Julie Webster is a Spacecraft Operations Team Manager for the Cassini mission at Saturn and oversees the engineering subsystems, as well as the spacecraft's overall health and safety.
JPL | June 21, 2010
Super Swooper: Cassini wraps up its lowest pass through Titan atmosphere
On Sunday evening, my eyes were glued to eight windows on my computer screen, watching data pop up every few seconds. NASA's Cassini spacecraft was making its lowest swing through the atmosphere of Saturn's moon Titan and I was on the edge of my seat. Trina Ray, a Titan orbiter science team co-chair, was keeping me company. Five other members of my team were also at JPL. Between us, we were keeping an eye on about 2,000 data channels.
One of the 34-meter antennas at the Deep Space Network's Goldstone complex, DSS-24, was pointed at Saturn and listening for the signal that was expected to be here in just a few minutes. The data would be arriving at my computer as quickly as they could be sent back to Earth, though there was an agonizing hour-and-18-minute delay because of the distance the data had to travel. (We call this flyby T70, but it is actually Cassini's 71st flyby of Titan.)
It was a nervous time for me -- the previous night we had been at JPL to send some other real-time commands to the spacecraft when an alarm came in indicating that the magnetometer, the prime instrument taking data for the T70 flyby, needed a reset. Fortunately, the controller on duty immediately called the magnetometer instrument operations team lead in England. Within 90 minutes, the commands were on their way to do a computer reset and clear the alarm. At 2 a.m. Pacific time on Sunday, we got the email indicating all was well and the magnetometer was ready for the Titan closest approach.
So here we were, past one hurdle, hoping nothing else would come up. We had run hundreds of simulations over the past three-and-a-half years, so I knew we had done everything we could think to do. We did more training for this event than anything else we had done since we dropped off the Huygens probe in January 2005 for a descent through the moon's hazy atmosphere.

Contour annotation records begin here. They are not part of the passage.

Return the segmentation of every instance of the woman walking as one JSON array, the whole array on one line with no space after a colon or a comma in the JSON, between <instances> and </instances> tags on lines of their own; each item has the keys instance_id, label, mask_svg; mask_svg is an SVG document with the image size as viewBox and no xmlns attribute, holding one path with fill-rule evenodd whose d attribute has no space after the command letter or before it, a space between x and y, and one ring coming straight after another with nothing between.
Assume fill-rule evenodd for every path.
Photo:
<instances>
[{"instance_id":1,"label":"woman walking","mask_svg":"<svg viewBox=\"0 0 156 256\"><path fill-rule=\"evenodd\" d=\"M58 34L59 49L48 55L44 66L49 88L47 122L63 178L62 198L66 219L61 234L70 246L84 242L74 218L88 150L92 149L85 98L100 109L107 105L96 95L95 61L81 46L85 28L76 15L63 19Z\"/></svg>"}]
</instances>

Right on time, at 7:26 p.m., the Deep Space Network locked on the spacecraft downlink, a good start. I was focused on the data for spacecraft pointing. As long as we stayed within an eighth of a degree of the expected pointing, everything would be fine. At 7:45 p.m., we got the data from closest approach, a mere 880 kilometers (547 miles) in altitude. Over the vocabox, a cross between a telephone and walkie-talkie, the attitude control team reported that the thrusters were firing about twice as much as we expected. The Titan atmosphere appeared to be a little thicker than we expected, even though we had fed about 40 previous low Titan flybys by Cassini and the descent data from Huygens into our modeling.
But spacecraft control was right on the money, keeping the pointing within our predicted limits. Even with the extra thrusting, we stayed well within our safety margin.
At 7:53 p.m., the spacecraft turned away to go to the next observation. I let out a sigh of relief, happy that everything during closest approach had gone just as we planned. Five attitude control guys crowded into my office with smiles on their faces. Trina and I were marveling at what a wonderful spacecraft we have to work with. Another first for the Cassini mission!
Now, as Trina says, we have to finish the job by returning all the great science data. We have data playbacks today at two different Deep Space Network stations to make sure we have - as we say here - both belts and suspenders. Engineers will also go back to analyze the data with the scientists to see just how dense the Titan atmosphere turned out to be at our flyby altitude.
But last night, at least, my team and I went home happy!